Os primeiros dias, principalmente, foram especialmente sufocantes. O garoto sentia-se asfixiado pela multidão; todas aquelas pessoas que, embora sussurrassem entre si, dirigiam palavra nenhuma a ele — apenas olhares. Aparentemente, também era o mais jovem ali.
Nos trechos em que a estrada tornava-se mais estreita, sua situação piorava. A formação apertava, as pessoas aproximavam-se mais. O espaço que lhe separava dos demais, a única coisa a trazer o menor sentimento de segurança, desaparecia.
As caminhadas eram longas, apenas com breves pausas. Um dia causava dor nas pernas no seguinte que, por sua vez, acumulava ainda mais dor para o próximo.
Darl não podia queixar-se, apesar de tudo. E mesmo se pudesse, talvez fosse o único ali demonstrando insatisfação. Tinha certeza que, se perdesse mesmo que um pouco o controle, estaria com a boca aberta, ofegante. Ainda assim, todos pareciam completamente plenos em comparação. Talvez fossem extremamente bons em ocultar o cansaço, ou realmente possuíam muito vigor.
Gundar e Rhaffur estavam em algum lugar da formação, mas o garoto apenas os via à noite ou quando faziam pausas no meio do dia.
Ainda assim, não fora capaz de fazer a pergunta que tanto desejava.
O estresse e a fadiga do dia, de toda forma, drenavam-lhe toda e qualquer vontade de questionar.
Ironicamente, chegou a desejar chegar logo a seu destino. Desta forma, pelo menos, a caminhada cessaria. Mas não devia iludir-se; quando chegasse a seu destino, talvez o trabalho fosse ainda pior.
Darl não sabia a razão de guerras serem travadas, e menos ainda por que pessoas arriscavam-se por elas. Tudo o que sabia era que devia ajudar, querendo ou não.

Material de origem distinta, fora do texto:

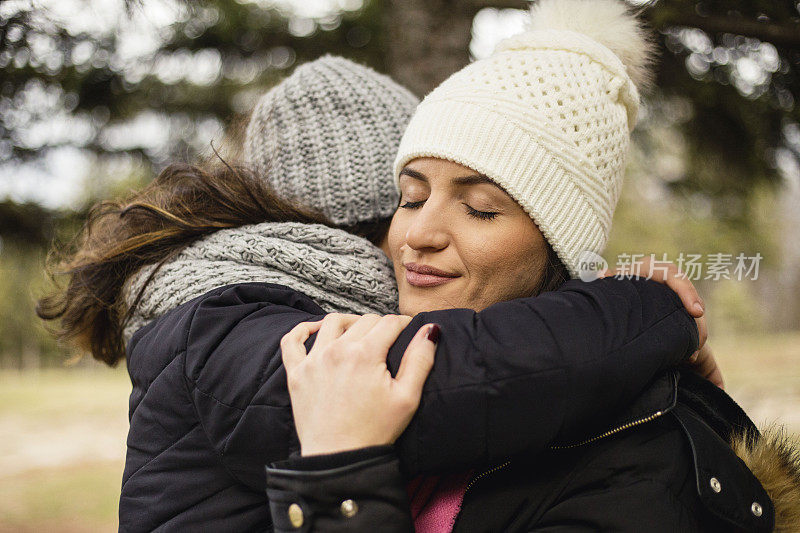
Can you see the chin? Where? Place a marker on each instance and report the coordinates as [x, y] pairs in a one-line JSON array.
[[411, 305]]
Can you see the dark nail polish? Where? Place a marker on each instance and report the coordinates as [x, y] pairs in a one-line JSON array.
[[433, 333]]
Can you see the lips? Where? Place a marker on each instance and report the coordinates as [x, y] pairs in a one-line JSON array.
[[427, 276]]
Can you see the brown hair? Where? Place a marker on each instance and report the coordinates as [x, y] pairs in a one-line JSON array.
[[555, 273], [185, 202]]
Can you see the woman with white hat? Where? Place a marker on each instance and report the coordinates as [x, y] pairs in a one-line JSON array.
[[509, 170]]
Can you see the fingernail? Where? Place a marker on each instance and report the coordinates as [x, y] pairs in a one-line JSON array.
[[433, 333]]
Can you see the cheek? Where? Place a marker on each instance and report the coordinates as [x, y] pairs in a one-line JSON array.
[[508, 264], [396, 235]]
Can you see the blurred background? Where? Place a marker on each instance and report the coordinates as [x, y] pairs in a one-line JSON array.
[[96, 96]]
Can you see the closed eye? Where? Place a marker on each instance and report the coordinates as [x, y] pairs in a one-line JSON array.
[[482, 215]]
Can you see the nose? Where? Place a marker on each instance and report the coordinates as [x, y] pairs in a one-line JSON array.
[[429, 229]]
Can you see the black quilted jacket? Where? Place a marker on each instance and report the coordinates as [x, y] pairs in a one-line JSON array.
[[209, 407]]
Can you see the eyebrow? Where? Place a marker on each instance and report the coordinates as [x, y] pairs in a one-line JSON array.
[[461, 180]]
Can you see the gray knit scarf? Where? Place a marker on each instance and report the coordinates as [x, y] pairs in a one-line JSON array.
[[339, 271]]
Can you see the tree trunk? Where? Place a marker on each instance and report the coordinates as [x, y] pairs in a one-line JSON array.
[[427, 40]]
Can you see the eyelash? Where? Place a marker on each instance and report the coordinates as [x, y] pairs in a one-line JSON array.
[[481, 215]]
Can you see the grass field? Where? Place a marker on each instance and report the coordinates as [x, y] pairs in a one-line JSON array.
[[63, 431]]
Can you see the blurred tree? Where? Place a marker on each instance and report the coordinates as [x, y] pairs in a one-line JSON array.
[[732, 65]]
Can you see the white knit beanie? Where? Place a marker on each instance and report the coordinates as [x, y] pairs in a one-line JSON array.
[[548, 117]]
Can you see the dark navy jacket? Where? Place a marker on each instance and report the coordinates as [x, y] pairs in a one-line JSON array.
[[666, 465], [209, 407]]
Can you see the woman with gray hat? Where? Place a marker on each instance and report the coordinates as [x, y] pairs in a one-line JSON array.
[[201, 274]]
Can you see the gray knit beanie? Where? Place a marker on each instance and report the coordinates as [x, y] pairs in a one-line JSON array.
[[327, 136]]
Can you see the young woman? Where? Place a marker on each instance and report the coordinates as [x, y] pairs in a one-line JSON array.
[[509, 158], [207, 270]]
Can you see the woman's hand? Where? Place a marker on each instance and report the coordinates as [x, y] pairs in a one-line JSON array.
[[343, 396], [702, 361]]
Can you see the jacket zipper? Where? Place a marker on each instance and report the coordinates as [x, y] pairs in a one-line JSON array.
[[611, 432], [582, 443]]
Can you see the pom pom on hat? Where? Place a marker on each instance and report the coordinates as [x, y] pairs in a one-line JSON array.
[[611, 23]]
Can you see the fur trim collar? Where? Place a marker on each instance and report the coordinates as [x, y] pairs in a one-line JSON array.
[[774, 458]]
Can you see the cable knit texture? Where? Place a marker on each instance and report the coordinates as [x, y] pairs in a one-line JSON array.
[[548, 117], [327, 136], [340, 271]]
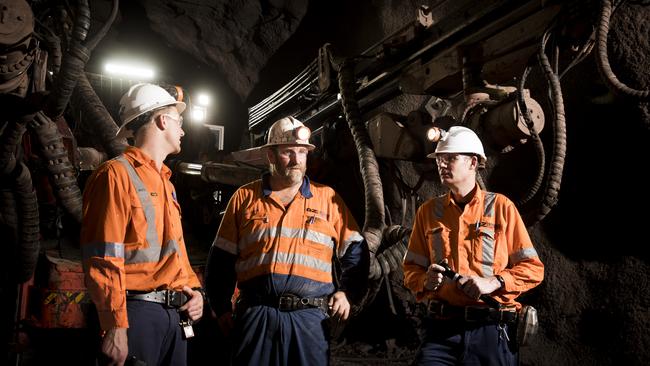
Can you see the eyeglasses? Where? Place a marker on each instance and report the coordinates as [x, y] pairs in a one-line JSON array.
[[447, 158], [178, 119]]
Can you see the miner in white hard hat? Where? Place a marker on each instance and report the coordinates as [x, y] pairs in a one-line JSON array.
[[136, 266], [277, 241], [479, 235]]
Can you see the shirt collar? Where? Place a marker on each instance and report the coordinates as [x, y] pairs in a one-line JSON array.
[[140, 158], [476, 198], [305, 189]]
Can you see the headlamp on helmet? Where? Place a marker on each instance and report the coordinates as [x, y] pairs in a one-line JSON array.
[[302, 133]]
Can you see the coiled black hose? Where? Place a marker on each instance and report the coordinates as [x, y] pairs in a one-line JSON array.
[[62, 173], [374, 197], [73, 64], [97, 117], [556, 167], [603, 60], [539, 146]]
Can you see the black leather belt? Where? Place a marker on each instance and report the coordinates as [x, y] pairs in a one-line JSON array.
[[169, 298], [442, 311], [285, 302]]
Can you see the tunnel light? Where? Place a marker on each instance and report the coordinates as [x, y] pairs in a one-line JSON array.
[[130, 70], [198, 113], [203, 99]]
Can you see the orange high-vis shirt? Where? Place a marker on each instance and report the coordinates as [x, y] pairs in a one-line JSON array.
[[131, 235], [487, 238], [298, 240]]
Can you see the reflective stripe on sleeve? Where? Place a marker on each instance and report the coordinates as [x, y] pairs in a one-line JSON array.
[[418, 259], [225, 245], [521, 255], [354, 238], [488, 236], [103, 250]]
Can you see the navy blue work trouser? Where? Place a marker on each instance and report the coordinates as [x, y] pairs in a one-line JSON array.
[[459, 343], [155, 335], [267, 336]]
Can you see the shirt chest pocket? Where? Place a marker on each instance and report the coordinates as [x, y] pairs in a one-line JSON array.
[[439, 241], [145, 211], [256, 232], [487, 241], [317, 235]]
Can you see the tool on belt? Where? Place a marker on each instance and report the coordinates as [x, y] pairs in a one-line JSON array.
[[527, 326], [454, 276], [168, 298], [440, 310]]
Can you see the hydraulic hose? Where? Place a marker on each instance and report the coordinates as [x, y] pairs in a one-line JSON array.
[[602, 60], [63, 175], [19, 212], [539, 147], [556, 169], [96, 117], [73, 63], [374, 197], [27, 207]]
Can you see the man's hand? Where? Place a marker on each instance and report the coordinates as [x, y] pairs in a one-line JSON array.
[[339, 306], [194, 306], [434, 277], [476, 286], [115, 346]]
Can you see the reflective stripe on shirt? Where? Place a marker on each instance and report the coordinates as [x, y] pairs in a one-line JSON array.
[[155, 251]]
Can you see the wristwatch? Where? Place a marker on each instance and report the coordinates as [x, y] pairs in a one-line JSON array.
[[203, 294], [501, 282]]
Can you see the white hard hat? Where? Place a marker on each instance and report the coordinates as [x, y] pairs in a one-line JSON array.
[[143, 98], [460, 140], [289, 131]]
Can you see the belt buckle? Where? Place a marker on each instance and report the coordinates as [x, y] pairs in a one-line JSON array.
[[467, 309], [169, 298], [479, 314], [173, 299], [285, 303]]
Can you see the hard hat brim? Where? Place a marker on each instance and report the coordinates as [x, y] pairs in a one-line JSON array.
[[124, 132], [309, 146]]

Após um período próximo a uma semana, a viagem chegou ao fim.
A jornada levou-os a uma área aberta entre as árvores, onde havia um acampamento. Várias fogueiras estavam acesas, e cinzentas colunas de fumaça riscavam o céu da tarde.
Logo após a chegada e o descarregamento dos suprimentos, uma decisão foi tomada: dentre os homens que acabaram de chegar, uma parte devia permanecer no acampamento, e a outra participar diretamente do cerco. Darl e Gundar foram designados como parte do primeiro grupo, já Rhaffur do segundo.
Talvez houvesse até três dúzias de cabanas espalhadas. Algumas maiores, como a central, que se destacava de todas as demais, e outras menores, como a de Gundar.
Para todas as direções, apenas escuras florestas podiam ser vistas, exceto para o sul, onde a vegetação aparentava abrir-se. Ao Norte, se olhasse por certo ângulo, era possível ver, muito distantes, salientes cumes de montanhas.
Ao pôr do sol, todos tiveram mais uma refeição antes de se retirarem para suas cabanas. Enquanto comia, Darl pôde sentir mais e mais olhares sobre si. Talvez seus sentidos já houvessem cruzado a linha da paranoia.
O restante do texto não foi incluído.